The images generated by the FCM–RBA are shown in Figure 5 for the human infiltrative skin SCC #1. After comparison with the histological image, each generated cluster can be assigned to a precise tissue structure: tumoral area (cluster 1), invasive front (cluster 2), dermis (clusters 3, 4 and 5) and epidermis (cluster 6). Moreover, FCM–RBA reveals new information that is not accessible by conventional histology or classical ‘hard’ clustering methods. Indeed, it highlights the presence of a marked heterogeneity both within the tumor as shown for cluster 1 and within the invasive front as shown for cluster 2. Compared with ‘hard’ clustering, FCM–RBA allows to visualize within each of these clusters, spectral nuances corresponding to membership grade variations of the pixels. These spectral differences rely on molecular changes within tissue structures that could reflect changes in the structure/function of the tumor cells present in these areas. Interestingly, as shown in Figure 6 using a 3-D representation of the invasive front (cluster 2), FCM–RBA reveals the presence of a progressive gradient in the membership values of the pixels. From tumor towards dermis, the membership value of each pixel gradually increases to reach a maximum, and then decreases sharply at the edge of the dermis. This indicates both a tight connection between the tumor (cluster 1) and its invasive front (cluster 2), and a surprising clear-cut difference between the invasive front (cluster 2) and the surrounding dermis (clusters 3, 4 and 5). For two other infiltrative SCC samples #2 and #3 (Supplementary Figures S6 and S7, in the Supplementary information), the FCM–RBA also reveals a progressive increase of the membership values of the IR pixels within the clusters 2 (SCC #2 and SCC #3) assigned for their respective invasive front. On a pathological point of view, considering the invasive front is of great interest, as it represents a tumor area where the invasive cells can infiltrate the surrounding tissue. This approach shows significant potential for probing tumor progression, from carcinoma to metastases, and consequently may represent an attractive tool for the early determination of tumor aggressiveness.

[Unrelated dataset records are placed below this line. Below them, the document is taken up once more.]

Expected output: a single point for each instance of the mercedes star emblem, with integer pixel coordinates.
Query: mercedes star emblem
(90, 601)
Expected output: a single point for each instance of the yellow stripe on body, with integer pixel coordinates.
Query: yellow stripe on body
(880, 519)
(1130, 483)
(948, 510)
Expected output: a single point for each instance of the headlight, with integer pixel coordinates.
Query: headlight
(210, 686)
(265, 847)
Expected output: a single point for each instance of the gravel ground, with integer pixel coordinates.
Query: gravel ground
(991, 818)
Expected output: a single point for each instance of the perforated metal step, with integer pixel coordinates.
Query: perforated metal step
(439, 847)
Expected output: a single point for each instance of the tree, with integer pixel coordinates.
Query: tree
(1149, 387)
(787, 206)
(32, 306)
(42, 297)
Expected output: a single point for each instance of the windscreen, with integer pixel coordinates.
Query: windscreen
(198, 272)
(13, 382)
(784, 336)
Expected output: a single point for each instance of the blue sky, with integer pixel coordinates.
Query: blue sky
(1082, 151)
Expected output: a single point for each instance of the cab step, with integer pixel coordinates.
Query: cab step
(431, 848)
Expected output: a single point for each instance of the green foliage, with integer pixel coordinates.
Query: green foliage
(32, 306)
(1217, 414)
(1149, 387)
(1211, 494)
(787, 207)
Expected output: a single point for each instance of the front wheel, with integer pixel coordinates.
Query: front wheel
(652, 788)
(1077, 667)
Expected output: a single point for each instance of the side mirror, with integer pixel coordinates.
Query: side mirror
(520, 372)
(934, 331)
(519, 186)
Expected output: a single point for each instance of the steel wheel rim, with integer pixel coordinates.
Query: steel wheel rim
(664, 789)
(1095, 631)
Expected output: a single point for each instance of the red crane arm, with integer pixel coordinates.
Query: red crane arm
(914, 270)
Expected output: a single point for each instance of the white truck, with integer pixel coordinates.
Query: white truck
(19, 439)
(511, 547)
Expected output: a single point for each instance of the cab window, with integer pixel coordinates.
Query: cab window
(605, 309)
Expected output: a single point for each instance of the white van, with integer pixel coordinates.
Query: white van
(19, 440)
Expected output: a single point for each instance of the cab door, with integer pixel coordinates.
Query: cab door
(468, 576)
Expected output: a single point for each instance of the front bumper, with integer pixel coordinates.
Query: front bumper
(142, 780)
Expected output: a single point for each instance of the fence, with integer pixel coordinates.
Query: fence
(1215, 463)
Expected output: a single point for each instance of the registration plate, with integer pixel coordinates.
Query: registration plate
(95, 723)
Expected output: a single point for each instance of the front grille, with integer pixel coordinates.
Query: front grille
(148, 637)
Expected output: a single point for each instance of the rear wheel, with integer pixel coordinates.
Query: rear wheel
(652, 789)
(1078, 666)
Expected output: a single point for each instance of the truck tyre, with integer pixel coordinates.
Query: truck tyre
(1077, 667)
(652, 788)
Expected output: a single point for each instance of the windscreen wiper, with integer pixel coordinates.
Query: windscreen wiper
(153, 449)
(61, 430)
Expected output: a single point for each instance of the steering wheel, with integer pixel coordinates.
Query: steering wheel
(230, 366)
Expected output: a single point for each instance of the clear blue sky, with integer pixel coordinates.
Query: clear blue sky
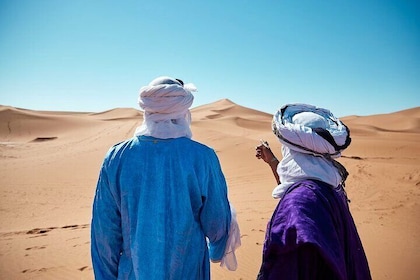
(355, 57)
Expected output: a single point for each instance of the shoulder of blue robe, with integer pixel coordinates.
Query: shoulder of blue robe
(314, 220)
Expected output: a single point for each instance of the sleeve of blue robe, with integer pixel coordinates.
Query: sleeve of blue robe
(132, 236)
(105, 248)
(213, 209)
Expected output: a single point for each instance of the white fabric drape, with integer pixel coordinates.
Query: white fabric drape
(306, 154)
(166, 104)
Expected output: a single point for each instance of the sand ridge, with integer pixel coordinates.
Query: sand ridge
(50, 163)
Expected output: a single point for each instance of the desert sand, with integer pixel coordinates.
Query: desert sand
(50, 163)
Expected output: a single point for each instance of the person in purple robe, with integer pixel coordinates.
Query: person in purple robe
(311, 234)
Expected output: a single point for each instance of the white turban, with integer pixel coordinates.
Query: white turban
(312, 137)
(166, 102)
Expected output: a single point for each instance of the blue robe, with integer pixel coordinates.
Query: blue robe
(156, 203)
(312, 235)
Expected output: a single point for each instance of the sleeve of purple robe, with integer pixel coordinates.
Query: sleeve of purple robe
(312, 235)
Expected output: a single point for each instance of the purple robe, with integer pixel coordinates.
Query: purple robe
(312, 235)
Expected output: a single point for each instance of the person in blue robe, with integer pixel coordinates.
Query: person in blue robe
(161, 208)
(311, 234)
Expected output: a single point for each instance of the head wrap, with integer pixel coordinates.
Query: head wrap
(312, 138)
(166, 102)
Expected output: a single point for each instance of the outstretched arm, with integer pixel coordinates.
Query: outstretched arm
(264, 152)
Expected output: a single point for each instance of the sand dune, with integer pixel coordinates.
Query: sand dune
(50, 163)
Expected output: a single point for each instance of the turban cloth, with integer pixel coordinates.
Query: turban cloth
(312, 138)
(166, 102)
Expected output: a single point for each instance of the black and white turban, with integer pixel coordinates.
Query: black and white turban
(166, 102)
(312, 138)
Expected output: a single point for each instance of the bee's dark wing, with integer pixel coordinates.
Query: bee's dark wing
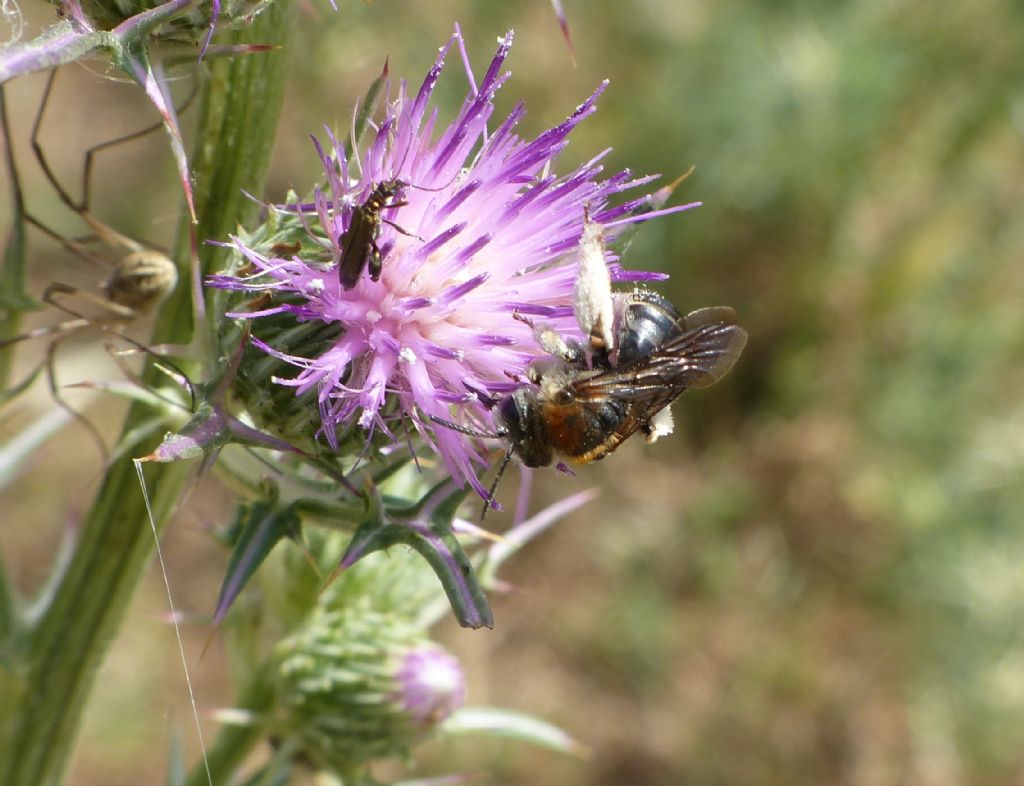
(698, 357)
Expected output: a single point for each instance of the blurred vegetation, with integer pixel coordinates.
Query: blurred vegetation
(818, 578)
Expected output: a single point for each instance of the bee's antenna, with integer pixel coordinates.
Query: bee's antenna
(489, 501)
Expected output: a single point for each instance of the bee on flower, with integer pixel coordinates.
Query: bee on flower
(428, 255)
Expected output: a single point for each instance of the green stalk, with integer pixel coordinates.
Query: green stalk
(43, 693)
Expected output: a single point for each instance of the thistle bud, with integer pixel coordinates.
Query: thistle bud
(357, 685)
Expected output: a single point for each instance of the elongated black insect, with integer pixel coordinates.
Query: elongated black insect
(358, 245)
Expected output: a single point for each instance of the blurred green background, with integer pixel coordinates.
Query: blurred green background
(818, 578)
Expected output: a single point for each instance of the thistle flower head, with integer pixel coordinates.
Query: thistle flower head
(477, 230)
(358, 684)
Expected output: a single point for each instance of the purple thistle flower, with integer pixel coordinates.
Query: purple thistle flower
(484, 230)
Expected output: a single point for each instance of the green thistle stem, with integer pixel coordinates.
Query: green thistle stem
(51, 668)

After having analyzed an SCC sample as a model of an infiltrative skin cancer, the FCM–RBA outcomes are presented to describe a superficial state of BCC and a Bowen's disease. The optimization of FCM parameters by RBA are shown for these samples in Figures 7b and 8b and in Table 2 and Table 3, for BCC #1 and Bowen's disease #1, respectively.

Table 2 Optimal parameters of FCM estimated by RBA in function of the threshold s for the human skin BCC sample #1

Full size table

Table 3 Optimal parameters of FCM estimated by RBA in function of the threshold s for the Bowen's disease sample #1

Full size table

As shown in Figure 7a, for the superficial BCC #1, FCM–RBA reveals five clusters that can be easily assigned to following separate tissue structures: epidermis (cluster 1), dermis (clusters 2, 3 and 4) and tumoral areas (cluster 5). Compared with ‘hard’ clustering (Supplementary Figure S2), fuzzy clustering identifies intratumoral heterogeneities within cluster 5, as already described for cluster 1 of the previous SCC sample. An additional original information is evidenced at the tumor (cluster 5)/normal epidermis (cluster 1) interface. Indeed, a progressive transition from tumor towards epidermis is observed, reflecting an interconnectivity between these two regions. These results, directly based on molecular IR vibrational profiles of intrinsic tissue biomolecules, confirm the morphological interpretation of this connecting area observed by conventional histopathology. In addition, they can be explained by the fact that BCC originates from the transformation of epidermal keratinocytes.³² Contrary to the infiltrative SCC, the tumor (cluster 5)/dermis (clusters 2, 3 and 4) interface does not present any intermediary structure, but rather the existence of a well-defined edge that confirms the superficial state diagnosed for this BCC sample. Similarly, for the other analyzed superficial BCC samples #2–4, (Supplementary Figures S8–S10, in the Supplementary information), both spectral characteristics of tumor interface, either with epidermis or dermis, are unambiguously identified.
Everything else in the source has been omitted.